CHP Genel Başkanı Özgür Özel’in dün partisinin grup toplantısında Cumhurbaşkanı Recep Tayyip Erdoğan’a yönelik sarf ettiği sözlerin sorulması üzerine Çelik, "Sayın Cumhurbaşkanımızın ve Sayın Bahçeli’nin siyasi meşruiyet gündemiyle ilgili yaptığı açıklamalar gerçekten birer manifesto niteliğindedir. Bu açıklamalar Sayın Özgür Özel’in siyasi meşruiyet konusunda alfabe düzeyinde bile bir bilgisi olmadığının beyanıdır. Siyasi rekabet edebilirsiniz, farklı siyasi partiler olabilirsiniz. Ama farklılıklarınıza rağmen sonuçta bir siyasi meşruiyet alanı vardır. Bir devlet meşruiyeti alanı vardır. Hepimizin bütün siyasi partilerin var olduğu alan milletin verdiği yetki ve anayasal düzendir. Şimdi siz kendi kendinize halkın doğrudan oylarıyla seçilmiş Sayın Cumhurbaşkanımız şimdiye kadar girdiği her seçimde her seçimde doğrudan demokratik yarışa girerek sonuç almış Cumhurbaşkanımızı siyasi olarak gayrimeşru ilan etmeye kalkıyorsunuz. ‘AK Parti seçimi kaybedince kriz çıkardı’ diyor ya seçimi kaybedince kriz çıkarmanın telif hakları CHP’ye aittir. Bunlar seçimi kaybedince Menderes’e, Özal’a, Demirel’e ve Erbakan’a diktatör demiştir.

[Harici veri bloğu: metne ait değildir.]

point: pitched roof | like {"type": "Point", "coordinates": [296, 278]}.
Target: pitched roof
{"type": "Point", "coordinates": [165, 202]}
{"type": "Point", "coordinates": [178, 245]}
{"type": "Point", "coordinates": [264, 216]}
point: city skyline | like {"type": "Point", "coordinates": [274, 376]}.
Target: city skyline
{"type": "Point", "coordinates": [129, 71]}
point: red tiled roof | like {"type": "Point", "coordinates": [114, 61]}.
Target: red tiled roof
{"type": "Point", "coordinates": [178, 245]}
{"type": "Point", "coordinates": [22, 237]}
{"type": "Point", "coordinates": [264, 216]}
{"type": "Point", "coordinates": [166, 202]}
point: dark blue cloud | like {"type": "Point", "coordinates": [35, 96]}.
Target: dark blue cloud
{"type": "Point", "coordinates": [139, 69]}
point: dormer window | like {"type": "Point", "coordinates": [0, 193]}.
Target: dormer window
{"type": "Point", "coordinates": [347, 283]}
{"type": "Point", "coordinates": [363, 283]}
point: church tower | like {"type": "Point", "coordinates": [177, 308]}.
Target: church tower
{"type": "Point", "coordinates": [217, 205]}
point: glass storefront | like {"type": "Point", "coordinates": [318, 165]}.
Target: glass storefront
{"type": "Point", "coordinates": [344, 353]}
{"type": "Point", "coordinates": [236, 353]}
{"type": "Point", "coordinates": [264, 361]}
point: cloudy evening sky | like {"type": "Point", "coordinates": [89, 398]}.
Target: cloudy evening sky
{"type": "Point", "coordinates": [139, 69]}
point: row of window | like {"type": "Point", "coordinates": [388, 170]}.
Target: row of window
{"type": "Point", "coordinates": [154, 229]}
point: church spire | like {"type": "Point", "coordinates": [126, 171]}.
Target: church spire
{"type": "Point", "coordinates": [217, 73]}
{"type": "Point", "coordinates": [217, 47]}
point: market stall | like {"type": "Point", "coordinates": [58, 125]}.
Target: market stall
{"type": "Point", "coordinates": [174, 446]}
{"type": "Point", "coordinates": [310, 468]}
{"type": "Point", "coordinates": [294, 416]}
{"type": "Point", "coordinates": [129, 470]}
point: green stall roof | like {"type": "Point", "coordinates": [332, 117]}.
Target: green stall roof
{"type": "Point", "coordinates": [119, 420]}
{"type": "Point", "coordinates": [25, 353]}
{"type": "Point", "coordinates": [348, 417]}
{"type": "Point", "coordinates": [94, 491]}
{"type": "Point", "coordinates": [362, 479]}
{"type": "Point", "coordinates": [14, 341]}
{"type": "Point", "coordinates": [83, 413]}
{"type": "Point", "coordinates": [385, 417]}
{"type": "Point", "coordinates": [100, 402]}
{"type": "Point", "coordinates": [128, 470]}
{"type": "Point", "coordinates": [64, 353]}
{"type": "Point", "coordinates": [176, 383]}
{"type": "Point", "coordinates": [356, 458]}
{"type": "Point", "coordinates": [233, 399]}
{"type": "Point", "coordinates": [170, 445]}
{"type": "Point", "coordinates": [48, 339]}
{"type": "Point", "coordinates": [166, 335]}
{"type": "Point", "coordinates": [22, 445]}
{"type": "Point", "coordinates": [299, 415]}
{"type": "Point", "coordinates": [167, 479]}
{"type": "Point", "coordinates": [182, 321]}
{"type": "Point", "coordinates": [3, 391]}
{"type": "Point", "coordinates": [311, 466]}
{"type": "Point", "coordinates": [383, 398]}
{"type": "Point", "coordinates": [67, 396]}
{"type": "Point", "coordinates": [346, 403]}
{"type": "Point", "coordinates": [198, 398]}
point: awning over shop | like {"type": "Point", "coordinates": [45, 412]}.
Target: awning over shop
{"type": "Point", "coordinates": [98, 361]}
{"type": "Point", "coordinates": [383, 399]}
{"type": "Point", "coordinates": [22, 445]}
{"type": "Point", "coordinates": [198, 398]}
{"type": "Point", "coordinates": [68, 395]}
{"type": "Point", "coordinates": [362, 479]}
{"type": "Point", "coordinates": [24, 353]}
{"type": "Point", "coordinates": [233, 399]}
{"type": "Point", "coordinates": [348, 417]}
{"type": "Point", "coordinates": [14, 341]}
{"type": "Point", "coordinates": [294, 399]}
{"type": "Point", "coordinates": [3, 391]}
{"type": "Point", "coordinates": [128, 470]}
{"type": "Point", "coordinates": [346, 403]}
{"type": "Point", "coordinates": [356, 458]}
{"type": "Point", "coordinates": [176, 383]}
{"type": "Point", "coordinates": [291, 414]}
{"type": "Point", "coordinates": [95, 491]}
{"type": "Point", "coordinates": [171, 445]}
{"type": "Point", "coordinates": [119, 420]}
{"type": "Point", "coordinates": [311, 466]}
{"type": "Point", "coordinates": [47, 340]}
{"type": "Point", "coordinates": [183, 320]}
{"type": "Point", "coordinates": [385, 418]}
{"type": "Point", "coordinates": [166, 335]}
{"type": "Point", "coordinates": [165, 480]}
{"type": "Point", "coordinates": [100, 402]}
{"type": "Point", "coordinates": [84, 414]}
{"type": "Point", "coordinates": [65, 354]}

Yani bu kriz çıkarma faaliyetinin müellifi Cumhuriyet Halk Partisi’dir" değerlendirmesinde bulundu.
"Herhangi bir siyasi parti kendi spesifik ajandasını sürecinin tamamının ajandası zannetmemelidir"
Çelik, TBMM’de terör örgütü elebaşı Abdullah Öcalan’ın lehine slogan atılmasının Terörsüz Türkiye sürecine zarar verip vermediğinin sorulması üzerine şu ifadeleri kullandı:
"Sürecin sahibi vatandaşlarımızdır. Bu süreci yürütenler ya da siyaset alanında yetki kullananlar millet iradesi sayesinde varız. Bu süreçlerde dikkat edilmesi gereken konulardan bir tanesi budur ki bu konuda çok büyük hatalar yapıldığını görüyorum. Herhangi bir siyasi parti kendi spesifik ajandasını sürecin tamamının ajandası zannetmemelidir. Herhangi bir siyasi parti kendi özel ideolojik siyasi gündemini sürecin tamamının siyasi gündemi diye düşünmemelidir. Bu tip süreçlerde yüksek siyasi akıl ve gerçekten çözüm odaklı yaklaşım farklı siyasi partilerin ve farklı yaklaşımların sürece dönük entegre bir siyasi akıl üretmesini ve yine sürece dönük entegre bir siyasi söylem üretmesini gerekir. Ama siz hem ben sürece gireyim hem çözümden yana olayım. Ama ortak akıl ve ortak söylem dışında kendi dar söylemi ya da spesifik ajandamı sürecin ana rengi haline getirmeye çalışayım derseniz o zaman başka tartışmalar çıkar. Şimdi günün sonunda siyaset açısından baktığınızda bu meselelerin bu görüntülerin ortaya çıkması bu sürecin doğru ilerlemesine mi katkı sağlamıştır? Yoksa başka tartışmaların kapısını mı açmıştır? Onun için herkesin son derece sorumlu davranması gerekir. Süreçten odağımızı uzaklaştıracak. Vatandaşlarımızda haklı tepkiler oluşturacak bir takım yaklaşımlar içerisine girilmemesi gerekir."